Pearson 23C

Development
- Designer: William Shaw
- Location: United States
- Year: 1983
- No. built: 42
- Builder: Pearson Yachts
- Role: Cruiser
- Name: Pearson 23C

Boat
- Displacement: 3,000 lb (1,361 kg)
- Draft: 4.00 ft (1.22 m)

Hull
- Type: monohull
- Construction: fiberglass
- LOA: 23.00 ft (7.01 m)
- LWL: 20.00 ft (6.10 m)
- Beam: 8.00 ft (2.44 m)
- Engine: outboard motor

Hull appendages
- Keel: fin keel
- Ballast: 1,200 lb (544 kg)
- Rudder: transom-mounted rudder

Rig
- Rig type: cat rig
- P mainsail luff: 30.00 ft (9.14 m)
- E mainsail foot: 14.00 ft (4.27 m)

Sails
- Sailplan: catboat
- Mainsail area: 210.00 sq ft (19.510 m^{2})
- Total sail area: 210.00 sq ft (19.510 m^{2})

Racing
- PHRF: 240

= Pearson 23C =

1980s US recreational keelboat

The Pearson 23C is a sailboat that was first built in 1983. The Pearson 23C is a cat rigged development of the sloop-rigged Pearson 23. The design was built by Pearson Yachts in the United States from 1983 until 1985 with 42 boats completed, but it is now out of production.

==Design==
The Pearson 23C is a recreational keelboat, built predominantly of fiberglass, with wood trim. It has a catboat rig with an unstayed, spun-tapered aluminum mast. The hull has a raked stem, a plumb transom, a transom-hung rudder controlled by a tiller and a fixed fin keel or optional keel and centerboard. It displaces 3000 lb and carries 1200 lb of ballast.

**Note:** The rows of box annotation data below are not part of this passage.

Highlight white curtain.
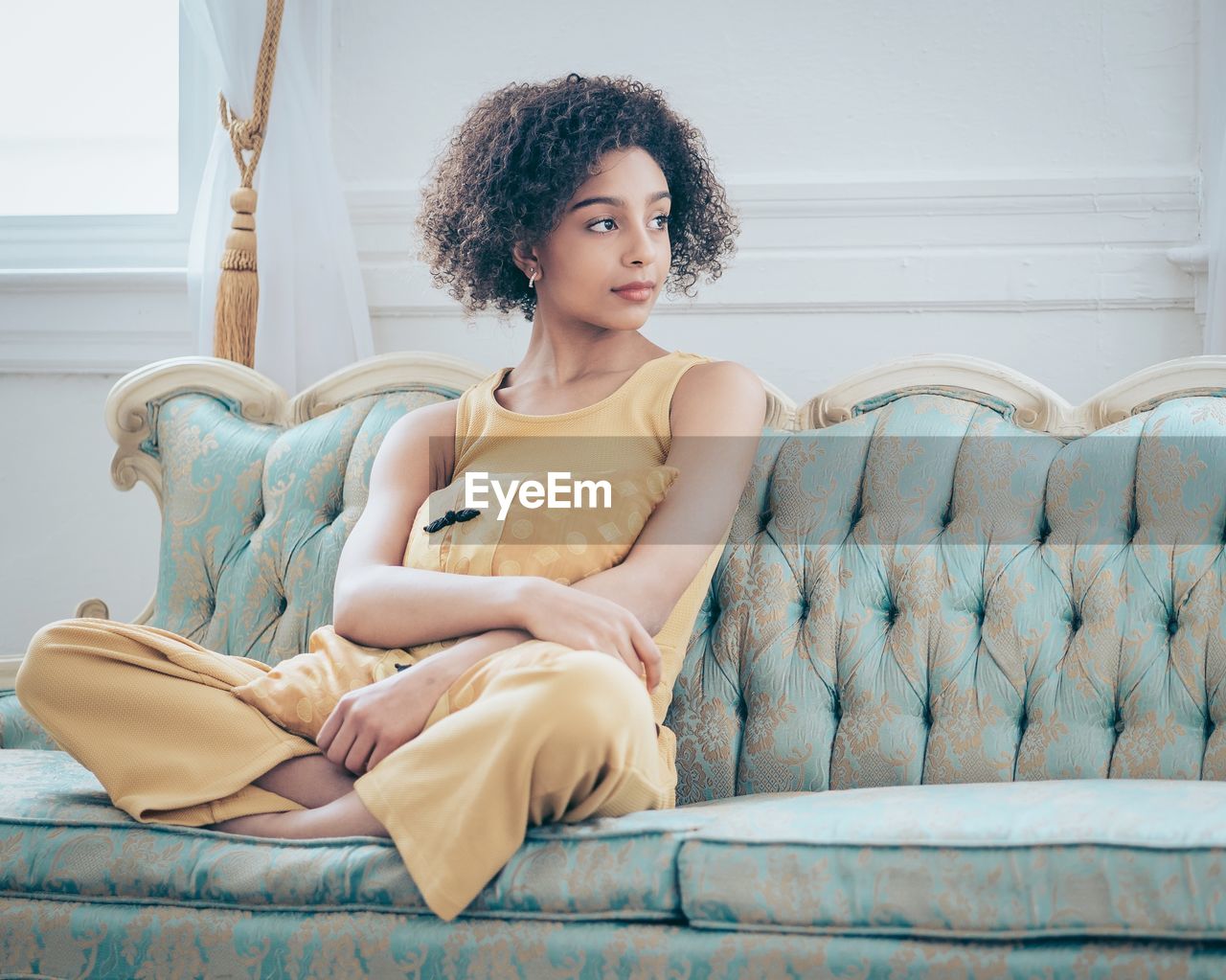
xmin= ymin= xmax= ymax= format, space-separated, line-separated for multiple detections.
xmin=180 ymin=0 xmax=374 ymax=395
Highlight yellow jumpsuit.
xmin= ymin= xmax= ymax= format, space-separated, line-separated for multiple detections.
xmin=16 ymin=351 xmax=723 ymax=922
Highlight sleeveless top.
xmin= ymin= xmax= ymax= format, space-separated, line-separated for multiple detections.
xmin=451 ymin=351 xmax=732 ymax=786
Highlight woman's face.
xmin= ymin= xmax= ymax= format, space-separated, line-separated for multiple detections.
xmin=520 ymin=148 xmax=671 ymax=330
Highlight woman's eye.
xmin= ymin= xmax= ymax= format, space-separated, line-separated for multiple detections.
xmin=587 ymin=215 xmax=669 ymax=231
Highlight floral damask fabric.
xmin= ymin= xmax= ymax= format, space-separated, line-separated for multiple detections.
xmin=0 ymin=389 xmax=1226 ymax=977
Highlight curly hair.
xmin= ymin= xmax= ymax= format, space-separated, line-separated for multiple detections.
xmin=416 ymin=73 xmax=740 ymax=323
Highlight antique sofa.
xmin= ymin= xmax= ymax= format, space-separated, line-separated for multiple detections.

The keel-equipped version of the boat has a draft of 4.00 ft, while the centerboard-equipped version has a draft of 5.17 ft with the centerboard extended and 2.33 ft with it retracted, allowing operation in shallow water or ground transportation on a trailer.

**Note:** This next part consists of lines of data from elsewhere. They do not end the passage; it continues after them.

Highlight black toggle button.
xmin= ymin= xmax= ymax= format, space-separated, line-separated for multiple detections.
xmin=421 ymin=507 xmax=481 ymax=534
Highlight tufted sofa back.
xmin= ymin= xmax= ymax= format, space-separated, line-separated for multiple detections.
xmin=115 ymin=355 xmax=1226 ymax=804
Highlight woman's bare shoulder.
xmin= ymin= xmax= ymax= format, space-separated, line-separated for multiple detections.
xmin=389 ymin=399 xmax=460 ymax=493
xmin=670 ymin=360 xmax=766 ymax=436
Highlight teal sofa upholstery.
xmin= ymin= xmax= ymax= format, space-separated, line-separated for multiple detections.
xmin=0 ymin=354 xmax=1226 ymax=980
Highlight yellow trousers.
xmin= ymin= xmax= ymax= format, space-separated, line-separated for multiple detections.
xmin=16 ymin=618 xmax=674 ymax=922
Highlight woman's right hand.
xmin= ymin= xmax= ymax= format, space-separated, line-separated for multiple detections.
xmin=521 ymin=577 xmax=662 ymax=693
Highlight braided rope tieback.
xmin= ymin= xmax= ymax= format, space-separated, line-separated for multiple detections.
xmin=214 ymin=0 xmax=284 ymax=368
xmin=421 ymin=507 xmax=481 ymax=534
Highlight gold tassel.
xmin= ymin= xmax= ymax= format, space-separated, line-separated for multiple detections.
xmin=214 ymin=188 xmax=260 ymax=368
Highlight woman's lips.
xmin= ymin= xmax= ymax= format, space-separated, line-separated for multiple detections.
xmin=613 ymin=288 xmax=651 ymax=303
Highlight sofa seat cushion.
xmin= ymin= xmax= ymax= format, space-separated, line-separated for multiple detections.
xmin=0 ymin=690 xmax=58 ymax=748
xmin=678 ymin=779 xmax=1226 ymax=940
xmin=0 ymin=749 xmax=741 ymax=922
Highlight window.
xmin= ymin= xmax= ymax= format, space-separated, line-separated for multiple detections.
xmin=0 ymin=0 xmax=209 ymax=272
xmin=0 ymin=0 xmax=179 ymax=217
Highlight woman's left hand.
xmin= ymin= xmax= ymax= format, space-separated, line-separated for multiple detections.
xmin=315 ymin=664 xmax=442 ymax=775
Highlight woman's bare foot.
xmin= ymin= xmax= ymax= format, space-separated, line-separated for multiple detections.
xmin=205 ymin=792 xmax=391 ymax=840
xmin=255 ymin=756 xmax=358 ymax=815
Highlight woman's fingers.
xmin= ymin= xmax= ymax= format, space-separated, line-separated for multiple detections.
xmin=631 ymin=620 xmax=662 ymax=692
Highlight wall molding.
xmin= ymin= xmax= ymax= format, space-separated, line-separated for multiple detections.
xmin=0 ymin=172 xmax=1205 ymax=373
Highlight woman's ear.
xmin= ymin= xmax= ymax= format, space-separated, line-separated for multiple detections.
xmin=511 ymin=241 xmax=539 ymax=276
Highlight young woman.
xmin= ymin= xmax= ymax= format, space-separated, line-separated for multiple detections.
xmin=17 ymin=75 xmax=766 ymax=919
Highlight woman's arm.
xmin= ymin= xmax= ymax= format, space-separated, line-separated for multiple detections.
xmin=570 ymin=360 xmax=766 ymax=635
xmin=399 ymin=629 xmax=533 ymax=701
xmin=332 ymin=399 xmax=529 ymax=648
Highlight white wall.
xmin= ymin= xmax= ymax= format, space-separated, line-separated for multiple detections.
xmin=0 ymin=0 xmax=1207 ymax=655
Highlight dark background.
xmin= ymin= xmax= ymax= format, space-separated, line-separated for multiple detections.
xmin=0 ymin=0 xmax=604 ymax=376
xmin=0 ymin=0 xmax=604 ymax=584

The boat is normally fitted with a small 3 to 6 hp outboard motor for docking and maneuvering.

The design has sleeping accommodation for two people, with a double berth in the main cabin, made up from two straight settee berths, that can be joined athartships. The head is located in the bow. Cabin headroom is 56 in.

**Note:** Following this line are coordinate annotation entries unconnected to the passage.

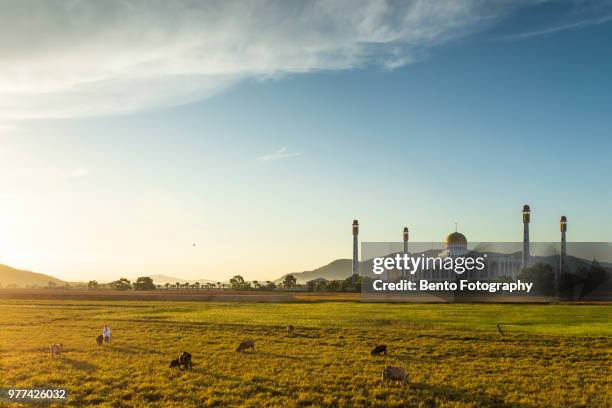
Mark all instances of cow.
[51,344,64,358]
[170,351,192,370]
[381,366,410,384]
[370,344,387,356]
[236,340,255,353]
[179,351,192,370]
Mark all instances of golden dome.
[446,232,467,245]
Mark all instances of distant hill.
[145,275,214,285]
[0,264,66,288]
[274,259,353,283]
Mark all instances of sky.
[0,0,612,281]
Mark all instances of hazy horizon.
[0,1,612,281]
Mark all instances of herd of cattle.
[51,325,409,383]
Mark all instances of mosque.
[353,205,567,282]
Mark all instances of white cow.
[382,366,410,384]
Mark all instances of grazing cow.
[236,340,255,353]
[370,344,387,356]
[179,351,192,370]
[51,344,64,358]
[381,366,409,384]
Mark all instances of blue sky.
[0,2,612,280]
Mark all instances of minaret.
[523,204,531,268]
[559,215,567,274]
[402,227,408,277]
[353,220,359,283]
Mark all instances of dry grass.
[0,300,612,407]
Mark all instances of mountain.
[274,259,353,283]
[145,275,214,285]
[0,264,66,288]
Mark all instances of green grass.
[0,300,612,407]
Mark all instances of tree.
[230,275,244,289]
[283,275,297,288]
[110,278,132,290]
[134,276,155,290]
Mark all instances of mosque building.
[353,205,567,281]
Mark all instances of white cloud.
[0,0,604,123]
[65,167,89,178]
[499,16,612,41]
[257,147,302,161]
[0,123,21,135]
[0,0,512,122]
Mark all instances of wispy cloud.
[0,0,508,122]
[0,0,608,123]
[257,147,302,162]
[0,123,21,135]
[64,167,89,178]
[498,15,612,41]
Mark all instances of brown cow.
[381,366,409,384]
[236,340,255,353]
[51,344,64,358]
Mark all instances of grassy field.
[0,300,612,407]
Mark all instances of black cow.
[370,344,387,356]
[178,351,192,370]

The design has a PHRF racing average handicap of 240 and a hull speed of 6.0 kn.

==Reception==
In a 2010 review Steve Henkel wrote, "this boat is one of Bill Shaw's few catboat designs. In a way is a daring flight of fancy for Shaw, who was generally quite conservative in his designs. Not much was at risk, however, the cat proved to not be very popular (which it wasn't; only 42 were built), since virtually the same molds and tooling were used to build the Pearson 23 sloop version ... Best features: Part of the idea for the cat rig was its innate simplicity: only one sail to trim, and the ability to tack without adjusting any lines. One owner says, 'It’s hard to imagine a better singlehander's boat.' Worst features: Some owners found the boom topping lift a nuisance to operate because of the pronounced roach in the mainsail, and replaced the lift with a rigid vang. The 7/8" sailtrack tends to stick; some owners have tried Battcars, others installed something called Strongtrack, which slides over the existing track."